News Analysis

At the altar of higher yields, funds sacrifice ratings

Dhuraivel Gunasekaran Updated on December 17, 2018

Assets of ‘AA and below’ rated bonds have grown 10% in last one year

In their quest to strike a balance between high ratings and better returns, mutual funds seem to be increasingly gravitating towards the latter, a trend that seems to have taken roots in the last few years: for instance, over the last one year, the total assets under management (AUM) of ‘AA and below’ rated bonds have grown by 10 per cent to ₹1.96 lakh crore. On the other hand, the AUM of the highest rated ‘AAA & AA+’ bonds has fallen by 6 per cent to ₹3.76 lakh crore. Bonds rated ‘AA and AA-’, ‘A’ and ‘BBB and below’ account for 67 per cent, 30 per cent and 2 per cent of the total AUMs of ‘AA and below’ rated bonds.

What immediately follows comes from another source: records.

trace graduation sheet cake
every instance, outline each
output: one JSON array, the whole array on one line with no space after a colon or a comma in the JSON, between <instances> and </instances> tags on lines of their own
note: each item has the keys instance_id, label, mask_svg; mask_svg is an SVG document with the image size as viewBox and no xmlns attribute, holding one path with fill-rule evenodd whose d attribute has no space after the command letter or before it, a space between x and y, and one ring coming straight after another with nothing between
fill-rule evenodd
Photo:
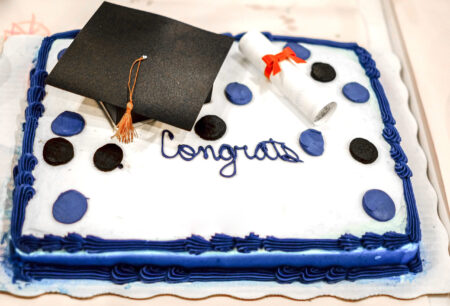
<instances>
[{"instance_id":1,"label":"graduation sheet cake","mask_svg":"<svg viewBox=\"0 0 450 306\"><path fill-rule=\"evenodd\" d=\"M379 79L356 43L219 35L104 3L81 32L44 38L30 72L14 277L420 272L412 173Z\"/></svg>"}]
</instances>

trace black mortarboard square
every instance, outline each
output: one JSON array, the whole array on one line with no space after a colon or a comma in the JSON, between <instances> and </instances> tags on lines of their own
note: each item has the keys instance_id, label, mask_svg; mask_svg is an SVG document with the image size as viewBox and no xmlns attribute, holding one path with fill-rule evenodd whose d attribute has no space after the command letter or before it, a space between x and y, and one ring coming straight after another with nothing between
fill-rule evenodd
<instances>
[{"instance_id":1,"label":"black mortarboard square","mask_svg":"<svg viewBox=\"0 0 450 306\"><path fill-rule=\"evenodd\" d=\"M205 103L211 102L211 96L212 96L212 88L210 89L209 94L205 99ZM101 101L98 101L98 102L101 103L101 107L103 108L103 110L108 113L108 117L115 124L118 124L120 119L122 118L123 114L125 113L126 109L122 108L122 107L117 107L113 104L104 103ZM139 115L136 112L131 112L131 117L133 118L133 122L141 122L141 121L151 119L149 117Z\"/></svg>"},{"instance_id":2,"label":"black mortarboard square","mask_svg":"<svg viewBox=\"0 0 450 306\"><path fill-rule=\"evenodd\" d=\"M115 106L113 120L118 122L128 101L131 64L146 55L133 95L133 116L191 130L232 43L224 35L104 2L47 83ZM114 112L114 107L107 110Z\"/></svg>"}]
</instances>

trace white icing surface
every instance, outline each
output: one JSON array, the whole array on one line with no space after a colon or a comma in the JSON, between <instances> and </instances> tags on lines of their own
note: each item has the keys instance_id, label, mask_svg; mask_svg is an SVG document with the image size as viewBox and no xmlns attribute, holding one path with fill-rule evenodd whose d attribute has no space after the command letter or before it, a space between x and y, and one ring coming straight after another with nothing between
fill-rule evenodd
<instances>
[{"instance_id":1,"label":"white icing surface","mask_svg":"<svg viewBox=\"0 0 450 306\"><path fill-rule=\"evenodd\" d=\"M48 71L55 65L58 51L69 43L54 43ZM281 50L284 44L277 45ZM42 237L76 232L107 239L170 240L191 234L208 238L215 233L337 238L343 233L404 232L402 182L382 137L383 124L369 79L352 51L305 46L311 57L303 65L328 62L337 72L332 82L314 82L317 91L338 103L335 114L318 128L325 138L325 152L320 157L307 155L298 144L300 133L312 126L243 59L237 44L216 79L212 102L205 104L199 115L215 114L226 122L226 134L213 142L154 122L137 129L139 138L134 143L119 144L110 139L111 126L94 101L47 86L46 111L39 120L34 145L39 160L33 172L36 194L26 209L23 234ZM342 87L352 81L369 89L367 103L352 103L343 96ZM223 91L230 82L246 84L253 100L245 106L228 102ZM82 114L86 127L81 134L68 137L75 148L74 159L53 167L43 161L42 149L47 140L56 137L50 129L52 120L65 110ZM273 138L285 142L304 163L248 160L238 151L236 176L223 178L219 171L227 161L204 160L202 156L190 162L163 158L164 129L175 135L173 141L165 139L169 155L180 143L195 149L211 144L216 151L222 143L246 144L251 153L258 142ZM355 137L366 138L378 148L379 157L373 164L363 165L351 157L348 145ZM124 168L105 173L93 166L92 158L97 148L109 142L124 150ZM378 222L364 212L362 196L373 188L384 190L393 199L397 212L392 220ZM58 195L68 189L89 198L85 216L71 225L58 223L51 212Z\"/></svg>"}]
</instances>

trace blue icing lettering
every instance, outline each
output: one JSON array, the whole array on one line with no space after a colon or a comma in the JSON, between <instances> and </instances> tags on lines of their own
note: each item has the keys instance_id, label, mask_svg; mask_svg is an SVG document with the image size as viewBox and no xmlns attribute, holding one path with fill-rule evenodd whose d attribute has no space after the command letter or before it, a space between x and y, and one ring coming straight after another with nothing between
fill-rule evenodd
<instances>
[{"instance_id":1,"label":"blue icing lettering","mask_svg":"<svg viewBox=\"0 0 450 306\"><path fill-rule=\"evenodd\" d=\"M180 154L180 157L186 161L193 160L195 156L197 156L194 148L185 144L178 146L178 152Z\"/></svg>"},{"instance_id":2,"label":"blue icing lettering","mask_svg":"<svg viewBox=\"0 0 450 306\"><path fill-rule=\"evenodd\" d=\"M212 158L214 160L220 160L220 157L216 156L216 153L214 152L214 149L211 145L207 145L206 147L202 147L202 146L198 147L197 154L200 154L200 152L203 152L203 158L208 159L208 157L209 157L208 150L210 150Z\"/></svg>"},{"instance_id":3,"label":"blue icing lettering","mask_svg":"<svg viewBox=\"0 0 450 306\"><path fill-rule=\"evenodd\" d=\"M191 161L195 159L198 155L202 155L204 159L208 159L209 156L216 160L228 161L219 171L220 175L223 177L233 177L237 172L236 160L238 157L238 151L244 151L244 155L247 159L257 159L264 160L265 158L269 160L281 159L286 162L291 163L299 163L303 162L297 153L294 150L286 146L284 142L278 142L270 138L268 141L259 142L255 150L253 151L253 155L248 153L248 146L230 146L228 144L222 144L217 152L211 145L199 146L197 150L187 144L179 144L177 147L177 152L173 155L168 155L164 150L165 138L166 135L169 137L169 140L174 139L174 135L169 130L164 130L161 134L161 155L165 158L176 158L179 156L185 161ZM271 145L273 148L273 153L275 156L271 156L269 153L268 145ZM209 153L208 153L209 152ZM281 152L281 153L280 153ZM232 167L232 171L227 171L228 168Z\"/></svg>"},{"instance_id":4,"label":"blue icing lettering","mask_svg":"<svg viewBox=\"0 0 450 306\"><path fill-rule=\"evenodd\" d=\"M284 155L281 155L280 158L284 161L290 162L290 163L297 163L298 161L301 161L297 155L297 153L295 153L294 150L292 150L291 148L288 148L284 143L280 143L281 144L281 148L284 151Z\"/></svg>"},{"instance_id":5,"label":"blue icing lettering","mask_svg":"<svg viewBox=\"0 0 450 306\"><path fill-rule=\"evenodd\" d=\"M228 153L228 157L224 156L224 151ZM223 144L219 148L219 157L223 160L231 160L228 164L223 166L222 169L220 169L220 175L222 175L223 177L233 177L236 174L236 150L233 149L233 147L231 147L230 145ZM233 166L233 172L231 174L225 174L225 169L231 165Z\"/></svg>"}]
</instances>

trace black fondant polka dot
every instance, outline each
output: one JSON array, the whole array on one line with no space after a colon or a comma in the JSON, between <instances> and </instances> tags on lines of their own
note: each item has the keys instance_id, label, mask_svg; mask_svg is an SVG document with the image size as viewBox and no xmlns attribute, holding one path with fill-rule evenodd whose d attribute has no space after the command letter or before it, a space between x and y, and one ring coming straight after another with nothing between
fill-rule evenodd
<instances>
[{"instance_id":1,"label":"black fondant polka dot","mask_svg":"<svg viewBox=\"0 0 450 306\"><path fill-rule=\"evenodd\" d=\"M207 115L197 121L194 130L202 139L217 140L225 134L227 125L219 117Z\"/></svg>"},{"instance_id":2,"label":"black fondant polka dot","mask_svg":"<svg viewBox=\"0 0 450 306\"><path fill-rule=\"evenodd\" d=\"M378 158L377 148L364 138L352 140L350 143L350 154L363 164L371 164Z\"/></svg>"},{"instance_id":3,"label":"black fondant polka dot","mask_svg":"<svg viewBox=\"0 0 450 306\"><path fill-rule=\"evenodd\" d=\"M101 171L112 171L120 165L122 159L122 149L116 144L108 143L95 151L94 165Z\"/></svg>"},{"instance_id":4,"label":"black fondant polka dot","mask_svg":"<svg viewBox=\"0 0 450 306\"><path fill-rule=\"evenodd\" d=\"M45 162L49 165L66 164L73 158L73 155L73 145L64 138L52 138L44 145L43 156Z\"/></svg>"},{"instance_id":5,"label":"black fondant polka dot","mask_svg":"<svg viewBox=\"0 0 450 306\"><path fill-rule=\"evenodd\" d=\"M331 82L336 77L336 71L330 64L314 63L311 67L311 77L319 82Z\"/></svg>"}]
</instances>

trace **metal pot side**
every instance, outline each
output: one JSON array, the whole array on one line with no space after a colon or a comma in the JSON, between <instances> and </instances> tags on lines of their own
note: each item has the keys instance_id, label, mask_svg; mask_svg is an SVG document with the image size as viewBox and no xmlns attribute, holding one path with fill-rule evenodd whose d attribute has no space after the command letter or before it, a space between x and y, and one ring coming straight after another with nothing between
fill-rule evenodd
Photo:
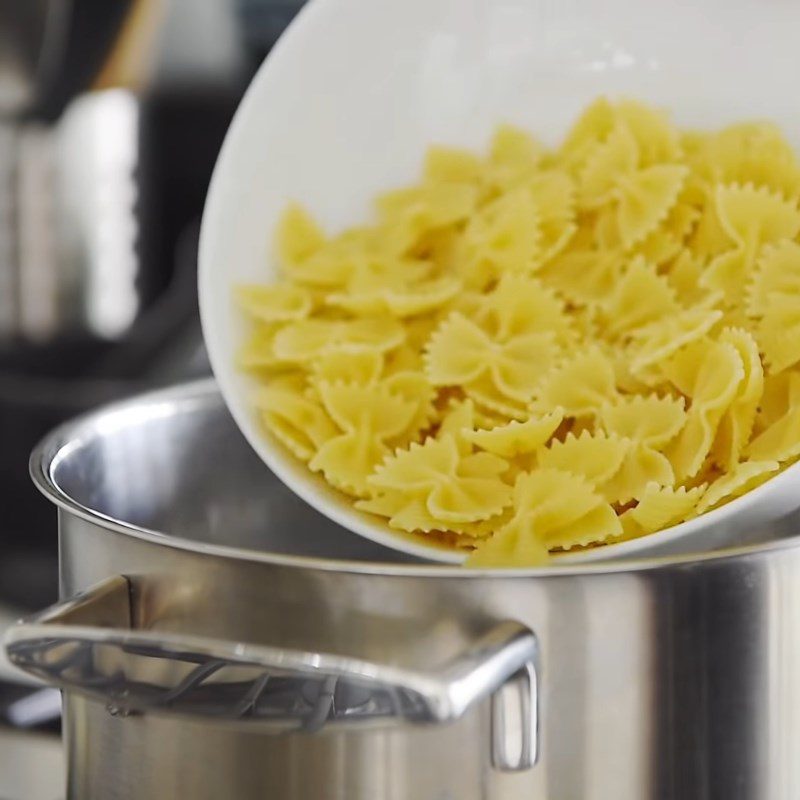
<instances>
[{"instance_id":1,"label":"metal pot side","mask_svg":"<svg viewBox=\"0 0 800 800\"><path fill-rule=\"evenodd\" d=\"M6 646L68 690L70 800L800 797L797 539L404 563L277 484L210 384L32 463L64 602Z\"/></svg>"}]
</instances>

The share of such ‘AA and below’ rated bonds in the overall AUM of debt funds has inched up by one percentage point to 16 per cent over the same period.

The ‘AAA and AA+’ rated bonds that are considered to be of highest credit quality still form a large chunk of the overall debt funds AUM. But, their share has fallen by 3 percentage points — to 30 per cent.

Hunt for higher yields

Debt funds allocate a certain portion of their assets in ‘AA and below’ rated debt papers to earn a higher yield.

Lower-rated papers carry higher coupon rates than higher-rated papers. The accrual strategy with lower-rated bonds scores over the pure duration play. In duration funds, the fund manager tries to capitalise on the 50-100 bps spread over and above the yields of 10-year government securities by shifting the maturities of ‘AAA/AA+’ corporate bonds. But in accrual play, with lower-rated bonds, the fund manager can get 100-200 bps extra, which is the spread between the 10-year government securities and the ‘AA and below’ rated corporate bonds.

Fund managers also hold the lower-rated bonds, as these bonds may be upgraded in future, which will increase the bond’s value, and by extension, the returns.

Downgrades and defaults

This hunt for higher yields weighs on debt funds since instruments offering higher rates are mostly the ones that carry a relatively higher probability of default.

Over the past three years, there have been five instances of sharp rating downgrades and defaults in the bonds including those of Amtek Auto and IL&FS that resulted in huge erosion in the NAV of some mutual funds.

Also, our analysis shows that there were 37 single-notch rating upgrades and 34 single-notch downgrades (plus five downgrades by many notches) that happened in the bonds held by mutual fund schemes over the last one year. A rating downgrade by a single notch (for instance, from ‘AA to AA-’) results in the bond yield increasing by 20-30 bps and vice versa.

Growing exposure

Our analysis shows that one-third of the debt schemes belonging to the low-risk categories invested at least 20 per cent of their assets in lower-rated bonds (as of November 2018). Over the last one year, the exposure to lower-rated bonds has been increased in categories, including medium duration, ultra-short duration, short duration and conservative hybrid.

For our analysis, we have bifurcated the rating universe into ‘AAA & AA+’ and ‘AA and below’, in line with SEBI’s new categorisation norms that allow credit risk funds to invest primarily in ‘AA and below’ rated bonds.